As I approach my 26th birthday, and realize I have now used a wheelchair for twenty of those years, I can’t help but reflect on all my relationship encounters with the opposite sex. The excitement of meeting someone new, and the far too often letdown of the never-returned-text or the pass-over at the bar. With each interaction, I question whether dating would be different, if I wasn’t in a wheelchair.

In college, I chalked all the rejections and friend zoning by guys up to immaturity and the “college mentality.” To dull the sting, I would remind myself that it would get better once I graduated. I naively thought male maturity would flip a switch the moment they received their diploma. That they would suddenly be attracted to me, look past my disability and give me as much attention as all of my friends. I was wrong.

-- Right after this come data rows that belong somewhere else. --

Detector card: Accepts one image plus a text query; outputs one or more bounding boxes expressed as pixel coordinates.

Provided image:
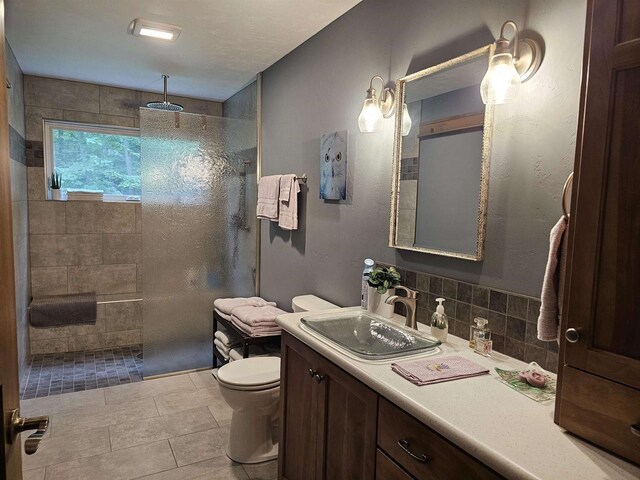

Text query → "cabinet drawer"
[378,398,502,480]
[376,449,414,480]
[558,366,640,463]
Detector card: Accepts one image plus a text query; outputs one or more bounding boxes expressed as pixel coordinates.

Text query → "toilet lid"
[218,357,280,387]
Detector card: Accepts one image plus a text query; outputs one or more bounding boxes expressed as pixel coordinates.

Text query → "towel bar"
[27,298,142,310]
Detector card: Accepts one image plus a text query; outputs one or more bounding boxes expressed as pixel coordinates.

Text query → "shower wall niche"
[140,108,257,377]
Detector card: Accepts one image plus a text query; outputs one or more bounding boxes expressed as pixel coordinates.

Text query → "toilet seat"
[218,357,280,391]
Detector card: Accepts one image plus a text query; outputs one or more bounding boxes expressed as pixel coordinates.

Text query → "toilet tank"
[291,295,340,312]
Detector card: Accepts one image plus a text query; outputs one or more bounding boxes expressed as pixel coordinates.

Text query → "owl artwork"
[320,130,349,200]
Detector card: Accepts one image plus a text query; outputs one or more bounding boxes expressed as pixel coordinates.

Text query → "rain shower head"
[147,75,184,112]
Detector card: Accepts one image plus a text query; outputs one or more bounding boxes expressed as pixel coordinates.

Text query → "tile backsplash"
[377,262,558,372]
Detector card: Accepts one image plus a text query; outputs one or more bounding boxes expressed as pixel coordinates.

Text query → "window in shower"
[44,120,141,201]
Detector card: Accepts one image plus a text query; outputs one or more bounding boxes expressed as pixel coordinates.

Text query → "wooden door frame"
[0,0,22,480]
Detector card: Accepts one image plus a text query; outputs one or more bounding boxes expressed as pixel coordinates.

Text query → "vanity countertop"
[276,307,640,480]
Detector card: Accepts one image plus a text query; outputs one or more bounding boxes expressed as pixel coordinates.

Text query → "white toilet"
[216,295,338,463]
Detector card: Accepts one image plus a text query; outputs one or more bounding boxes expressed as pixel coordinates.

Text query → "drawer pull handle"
[398,440,429,463]
[564,328,580,343]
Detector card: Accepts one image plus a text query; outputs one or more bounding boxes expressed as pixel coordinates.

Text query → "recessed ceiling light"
[129,18,182,42]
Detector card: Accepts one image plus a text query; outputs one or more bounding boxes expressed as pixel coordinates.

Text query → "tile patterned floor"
[21,371,277,480]
[20,345,143,400]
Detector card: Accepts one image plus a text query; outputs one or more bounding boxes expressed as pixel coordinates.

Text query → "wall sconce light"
[480,20,542,105]
[358,75,396,133]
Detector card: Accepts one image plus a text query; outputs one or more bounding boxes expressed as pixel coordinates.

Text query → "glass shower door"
[140,108,256,377]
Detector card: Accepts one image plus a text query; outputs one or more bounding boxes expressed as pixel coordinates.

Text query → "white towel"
[213,297,276,318]
[278,174,300,230]
[213,310,231,321]
[231,305,287,327]
[232,317,282,337]
[538,216,567,342]
[256,175,280,222]
[213,338,229,357]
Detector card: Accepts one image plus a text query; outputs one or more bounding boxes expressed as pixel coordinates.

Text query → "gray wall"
[222,80,258,120]
[261,0,586,306]
[3,39,30,386]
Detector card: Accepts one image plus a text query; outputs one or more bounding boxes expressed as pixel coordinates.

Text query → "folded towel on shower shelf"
[256,175,280,222]
[213,307,231,321]
[213,297,276,320]
[231,305,287,327]
[232,317,282,337]
[538,216,567,342]
[278,174,300,230]
[29,293,98,328]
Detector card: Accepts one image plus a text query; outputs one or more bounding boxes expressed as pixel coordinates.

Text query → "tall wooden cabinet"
[556,0,640,463]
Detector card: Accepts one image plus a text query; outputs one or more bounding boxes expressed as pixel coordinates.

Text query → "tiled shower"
[7,67,255,398]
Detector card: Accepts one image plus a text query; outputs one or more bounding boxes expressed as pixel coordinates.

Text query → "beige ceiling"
[5,0,360,100]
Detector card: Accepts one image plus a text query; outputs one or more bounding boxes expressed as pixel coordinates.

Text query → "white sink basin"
[300,311,440,360]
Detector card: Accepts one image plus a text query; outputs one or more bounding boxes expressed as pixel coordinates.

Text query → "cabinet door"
[563,0,640,390]
[278,332,320,480]
[316,352,378,480]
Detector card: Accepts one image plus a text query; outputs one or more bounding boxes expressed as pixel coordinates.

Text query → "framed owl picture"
[320,130,349,200]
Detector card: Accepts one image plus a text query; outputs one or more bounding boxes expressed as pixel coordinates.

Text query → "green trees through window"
[52,128,141,195]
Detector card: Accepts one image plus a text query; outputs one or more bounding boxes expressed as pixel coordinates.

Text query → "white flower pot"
[367,287,396,318]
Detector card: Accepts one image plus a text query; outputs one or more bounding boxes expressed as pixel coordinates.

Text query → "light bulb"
[480,53,522,105]
[358,93,382,133]
[402,103,411,137]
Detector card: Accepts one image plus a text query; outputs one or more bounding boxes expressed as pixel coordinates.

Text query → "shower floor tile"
[20,345,143,400]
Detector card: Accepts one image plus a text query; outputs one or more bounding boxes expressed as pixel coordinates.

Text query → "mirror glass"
[390,45,493,261]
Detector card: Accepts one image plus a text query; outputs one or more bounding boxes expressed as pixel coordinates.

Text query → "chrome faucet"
[385,285,418,330]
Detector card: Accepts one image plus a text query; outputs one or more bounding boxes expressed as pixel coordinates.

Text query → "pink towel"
[213,297,276,315]
[231,305,287,327]
[391,355,489,386]
[256,175,281,222]
[278,174,300,230]
[538,216,567,342]
[231,317,282,337]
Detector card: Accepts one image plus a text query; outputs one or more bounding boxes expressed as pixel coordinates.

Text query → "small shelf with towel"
[212,310,280,368]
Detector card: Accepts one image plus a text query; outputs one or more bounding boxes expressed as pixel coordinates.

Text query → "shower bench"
[212,310,281,368]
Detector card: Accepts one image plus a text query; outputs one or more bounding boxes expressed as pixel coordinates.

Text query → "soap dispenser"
[431,298,449,343]
[469,317,491,350]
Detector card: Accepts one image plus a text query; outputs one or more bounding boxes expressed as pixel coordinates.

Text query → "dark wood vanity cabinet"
[278,332,378,480]
[278,332,502,480]
[556,0,640,463]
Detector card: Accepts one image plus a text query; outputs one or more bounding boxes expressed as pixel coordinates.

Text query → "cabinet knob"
[398,440,429,463]
[564,328,580,343]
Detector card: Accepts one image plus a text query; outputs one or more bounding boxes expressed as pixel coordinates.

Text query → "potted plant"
[50,172,62,200]
[367,267,400,318]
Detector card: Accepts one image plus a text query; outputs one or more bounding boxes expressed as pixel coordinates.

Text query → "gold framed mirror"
[389,45,494,261]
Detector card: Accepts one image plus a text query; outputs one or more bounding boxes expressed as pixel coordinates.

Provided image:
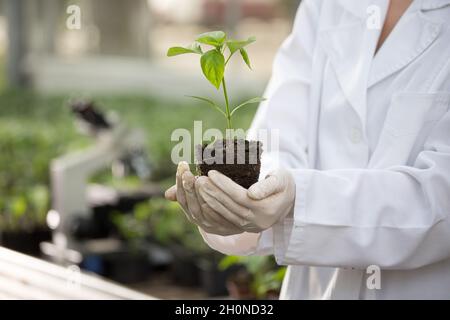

I’m no longer that 21-year-old girl who could take a second SoCo lime shot and pretend her disability didn’t exist. Dating is exhausting for anyone, and throwing a wheelchair into the mix does not self-confidence make. At bars, a little part of me dies every time a girl stumbles into me, confused by what’s blocking her way, only to realize it’s me down there in my chair. I think the look of surprise on her face is always the most painful part. Or the guy who wants to give me a high five. WHY would you want to high five me? Really? My first thought is always, “You wouldn’t high five any other girl in this bar. Would you high five me if I wasn’t in a wheelchair?”

Start online dating to increase my number of potential guys? Sure, why not. I quickly realized that including photos with the mere suggestion of my wheelchair was lethal. So began my photo cropping mastery. I was terrified to tell the first guy I agreed to go on a date with from Tinder that I used a wheelchair. I wasn’t going to wait until he met me to surprise him with the news. That would have not only made him uncomfortable, I’m sure, but I didn’t want the anxiety of wondering what would happen when he first saw me either. Each time I would tell a guy I used a wheelchair, my heart would skip a beat and I would begin to stress, wondering whether he would respond, and what he would say. Surprisingly, all but one guy who asked me out was okay with meeting up with me, yet only one of the dates led to another. I can’t help but wonder, “Would they have asked me out again if I wasn’t in a wheelchair?”

I experience many of the same dating, hook-up and not-quite-dating situations as my friends, but there lies an additional barrier for me as well. For someone who exudes a confident exterior, I’m always questioning whether the guy I’m talking to is being genuine, or if he would treat another girl differently.

I hope that one day I do find a guy who is accepting of me, and who doesn’t just view me as a friend. But for now, I’ll be asking myself, “Would you date me if I wasn’t in a wheelchair?”